Abstract

The purpose of this article was to alert the Joycean community about the existence of two copybooks of exceptional interest among the papers that the National Library of Ireland had just acquired and that were not then accessible to the public. On the basis of notes taken when I had been given the opportunity to study, for a few hours, the manuscripts before they left Paris, I offered a preliminary description of the notebooks and made a few hypotheses about their possible interpretation. The manuscript that I called the “coverless copybook” is probably the most interesting single document in the whole Joyce archive. The part devoted to “Proteus” is the earliest extant Ulysses draft. It does not look like anything else by Joyce except perhaps Giacomo Joyce . I suggested tentatively that it might indicate a temporary “regression” in the direction of the fragmentary form.

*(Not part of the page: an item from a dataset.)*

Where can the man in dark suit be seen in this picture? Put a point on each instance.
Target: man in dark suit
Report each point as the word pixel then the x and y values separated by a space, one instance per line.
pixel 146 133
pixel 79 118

The part devoted to “Sirens” is less startling in appearance, but I argue that it gives us the opportunity to observe at close range a crucial turning point in the history of Ulysses or even in the history of literature. The last page of the copybook is a set of notes on a Homeric episode, “Lacedemon,” that Joyce never turned into an episode of Ulysses . I have discovered since that it follows closely the text of Samuel Butcher and Andrew Lang’s translation. (See my “An Unwritten Chapter of Ulysses ? Joyce’s Notes for a ‘Lacedemon’ Episode,” in James Joyce: Whence, Whither and How. Studies in Honour of Carla Vaglio , ed. Giuseppina Cortese, Giuliana Ferreccio, M. Teresa Giaveri, and Teresa Prudente [Alessandria: Edizioni dell’Orso, forthcoming].) Again, there is no extant set of notes quite like it. The other manuscript, which I called the “Fuga per Canonem copy-book,” is the first half of a later draft for “Sirens,” now in the Buffalo collection. What is particularly interesting and surprising in it is the inside of the front cover, which gives a list of Italian musical terms under the title “Fuga per Canonem” (Susan Brown has since discovered that the source for this was a superficial reading of Grove’s dictionary of music), and three words in the margin of the first page that seem to be the inception of the “overture” of the episode. In conjunction with the first draft, this allows us to understand how Joyce came to transform a plain dramatic presentation of a Dublin pub scene into the dazzling modernistic episode that is familiar to us.